Sidang Kasus Suap Ijin Meikarta, Menanti 'Nyanyian' Mantan Bupati Bekasi

Senin, 14 Januari 2019 | 15.52 WIB
Mantan Bupati Bekasi, Neneng Hasanah Yasin saat tiba di PN Tipikor Bandung.

INIJABAR.COM, Bandung - Lanjutan sidang suap perizinan Meikarta di PN Tipikor Bandung, Senin (14/1/2019), yang menghadirkan mantan Bupati Bekasi, Neneng Hasanah Yasin.

Selain Neneng, kali ini agenda persidangan akan mendengarkan keterangan saksi terhadap terdakwa Bili Sindoro.

Pada sidang ini, mantan Bupati Bekasi ini  dimintai kesaksian seputar kasus suap perizinan Meikarta. Neneng sendiri diketahui menerima uang belasan miliar dalam proyek tersebut.

Pantauan awak media di Pengadilan Negeri Bandung, Neneng sudah tiba di pengadilan sekira pukul 09.10 WIB. Dirinya datang dengan pengawalan dari kepolisian. Menggunakan kerudung berwarna biru dengan batik, Neneng langsung masuk dan menunggu di depan ruang sidang 2 Pengadilan Tipikor.

Saat ditanya wartawan, Neneng hanya memberi sinyal akan memberi keterangan apa adanya. Dia pun enggan menjawab pertanyaan wartawan, soal dirinya yang diketahui menerima uang suap perizinan dalam proyek Meikarta.

“Nanti ya, itu masuk materi persidangan,” ujarnya singkat.

Informasi dari mantan Bupati Bekasi itu menjadi nyanyian merdu yang bisa menjerat tersangka baru.

Selain Neneng, setidaknya ada empat orang lainnya yang akan menjadi saksi dalam sidang kasus suap perizinan Meikarta.
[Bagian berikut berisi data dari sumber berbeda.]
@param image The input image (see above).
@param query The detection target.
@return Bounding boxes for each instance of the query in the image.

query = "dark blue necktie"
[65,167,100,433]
Diantaranya E Yusuf Taufik sebagai Kabiro Tata Ruang Pemda Bekasi, kemudian Bartholomeus Toto sebagai Presiden Direktur PT Lippo Cikarang, Edi Dwi Soesianto menjabat Kepala Kepala Divisi Land Acquisition and Permit PT Lippo Cikarang, serta Satriadi karyawan PT PT Lippo Cikarang.